Tja, so verlief eigentlich meine gesamte Zeit auf dem Weg zum Schulkind. Ich blieb im Kindergarten, bis ich sieben war, da schon damals meine Entwicklung zurücklag. Ich war zu klein und zu leicht für mein Alter, mit dünnen Armen und Beinen und einem schon deutlich sichtbaren Leberbauch. 

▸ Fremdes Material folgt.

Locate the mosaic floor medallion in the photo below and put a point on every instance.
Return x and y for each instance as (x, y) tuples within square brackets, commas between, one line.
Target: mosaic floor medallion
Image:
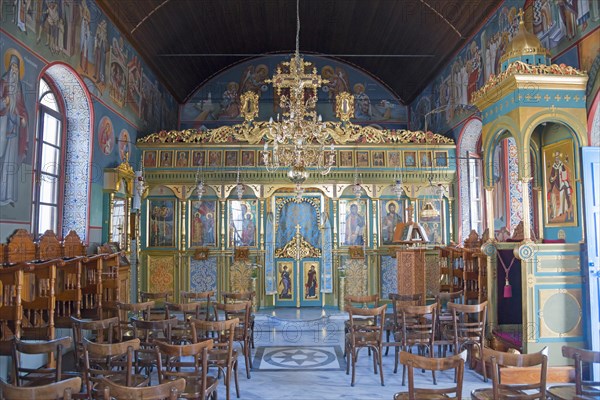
[(284, 358)]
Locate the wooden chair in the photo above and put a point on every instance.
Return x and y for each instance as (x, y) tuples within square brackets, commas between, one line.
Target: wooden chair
[(391, 321), (51, 372), (167, 391), (148, 332), (366, 334), (63, 390), (581, 387), (204, 298), (444, 327), (183, 310), (160, 299), (127, 311), (370, 301), (188, 361), (157, 297), (114, 361), (222, 356), (99, 331), (416, 328), (412, 361), (528, 391), (243, 332), (469, 322)]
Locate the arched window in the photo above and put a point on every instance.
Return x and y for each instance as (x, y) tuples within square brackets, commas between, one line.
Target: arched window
[(48, 167)]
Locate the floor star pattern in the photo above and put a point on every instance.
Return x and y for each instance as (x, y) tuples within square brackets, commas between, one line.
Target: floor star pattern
[(300, 357)]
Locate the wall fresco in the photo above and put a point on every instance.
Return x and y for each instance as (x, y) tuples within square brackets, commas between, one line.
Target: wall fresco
[(217, 102), (558, 25)]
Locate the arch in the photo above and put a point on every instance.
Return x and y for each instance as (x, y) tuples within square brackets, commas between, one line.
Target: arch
[(78, 156), (594, 123), (468, 140), (499, 128), (559, 117)]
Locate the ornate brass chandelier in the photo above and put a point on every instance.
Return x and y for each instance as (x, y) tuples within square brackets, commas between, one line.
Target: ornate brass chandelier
[(299, 139)]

Das ständige Essen war sehr hart, aber ich musste es ja machen. Schließlich wollten mich meine Eltern nicht mästen, sondern, dass ich so problemlos wie möglich aufwachse. Oft genug war es trotzdem sehr schwer. Manchmal war das Brot gerade erst aufgegessen, wenn schon wieder die nächste Reiswaffel dran war. Dennoch hatte ich sehr viel Spaß am Leben, trotz aller Einschränkungen und trotz meiner komischen Frisuren. Der „Vorteil“ meiner Glykogenose war es, dass sie bei mir sehr früh diagnostiziert wurde, im Gegensatz zu anderen Betroffenen, die jahrelang ohne Beschwerden oder mit schwach ausgeprägten Symptomen gelebt hatten, bis die Situation komplett kippte und sie ihr altes leben an die Krankheit verloren.
Ich kannte nichts anderes und war es so gewöhnt. So war mein Alltag, so war mein Leben und ich machte das Beste daraus.

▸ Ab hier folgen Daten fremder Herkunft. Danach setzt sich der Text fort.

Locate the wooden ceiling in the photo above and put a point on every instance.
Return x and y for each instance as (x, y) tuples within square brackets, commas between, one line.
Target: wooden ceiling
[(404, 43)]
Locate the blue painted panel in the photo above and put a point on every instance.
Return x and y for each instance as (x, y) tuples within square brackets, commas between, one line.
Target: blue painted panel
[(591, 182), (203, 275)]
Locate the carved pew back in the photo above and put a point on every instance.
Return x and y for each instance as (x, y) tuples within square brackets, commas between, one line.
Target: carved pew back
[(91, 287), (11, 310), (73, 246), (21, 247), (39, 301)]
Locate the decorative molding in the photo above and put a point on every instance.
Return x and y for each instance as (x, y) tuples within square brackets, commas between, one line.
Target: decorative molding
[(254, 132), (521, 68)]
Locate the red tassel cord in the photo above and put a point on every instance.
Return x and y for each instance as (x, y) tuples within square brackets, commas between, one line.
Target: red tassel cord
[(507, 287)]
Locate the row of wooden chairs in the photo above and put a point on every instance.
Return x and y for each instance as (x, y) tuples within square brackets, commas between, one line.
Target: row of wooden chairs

Ps: Wenn ihr mehr über Glykogenose und deren (bisher entdeckten) 12(!) Typen erfahren wollt, schaut mal hier vorbei: http://www.glykogenose.de/de/Glykogenosen.php

Übrigens handelt es sich hierbei um eine Selbsthilfegruppe, deren Unterstützung wir selbst jahrelang genießen durften. Ich habe dort ganz besondere Menschen kennen gelernt, die mir mit ihrem Verständnis und durch die gleichen Erfahrungen sehr geholfen haben. Auch wenn wir unterschiedliche Wege gegangen sind, werde ich immer dankbar darauf zurückblicken.